Find a vector $$\vec{w}$$ such that it is perpendicular to the following vectors:
$$
\vec{v_1} = [-1,2,-1,0]^{\,T}
$$
$$
\vec{v_2} = [-3,9,-3,2]^{\,T}
$$
$$
\vec{v_3} = [-1,-10,2,-8]^{\,T}
$$
Now I know that in order for two vectors to be perpendicular, the dot product must equal zero.

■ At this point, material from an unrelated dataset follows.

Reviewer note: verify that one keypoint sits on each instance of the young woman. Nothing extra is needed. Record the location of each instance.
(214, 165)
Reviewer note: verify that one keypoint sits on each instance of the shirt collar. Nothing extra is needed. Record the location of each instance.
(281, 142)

Can I take the three vectors, augment them into a 4X3 matrix and then some how get it into the form Ax = b?
Best Answer
Note that a vector $\vec v$ is orthogonal to your given vectors if and only if $A\vec v=\vec 0$ where $$ A= \left[\begin{array}{rrrr} -1 & 2 & -1 & 0 \\ -3 & 9 & -3 & 2 \\ -1 & -10 & 2 & -8 \end{array}\right] $$ Thus we wish to compute a basis for the null space of $A$. Row-reducing gives $$ \DeclareMathOperator{rref}{rref}\rref A= \left[\begin{array}{rrrr} 1 & 0 & 0 & \frac{4}{3} \\ 0 & 1 & 0 & \frac{2}{3} \\ 0 & 0 & 1 & 0 \end{array}\right] $$ Hence a $\vec v$ is orthogonal to your given vectors if and only if $$ \vec v = \begin{bmatrix}v_1\\ v_1\\ v_3\\ v_4\end{bmatrix}= \begin{bmatrix}-\frac{4}{3}\,v_4\\ -\frac{2}{3}\,v_4\\0\\ v_4\end{bmatrix}= \begin{bmatrix}-\frac{4}{3}\\ -\frac{2}{3}\\0\\ 1\end{bmatrix}v_4 $$ That is, the vectors orthogonal to your given vectors are exactly the scalar multiples of $\left\langle -\frac{4}{3}, -\frac{2}{3}, 0, 1\right\rangle$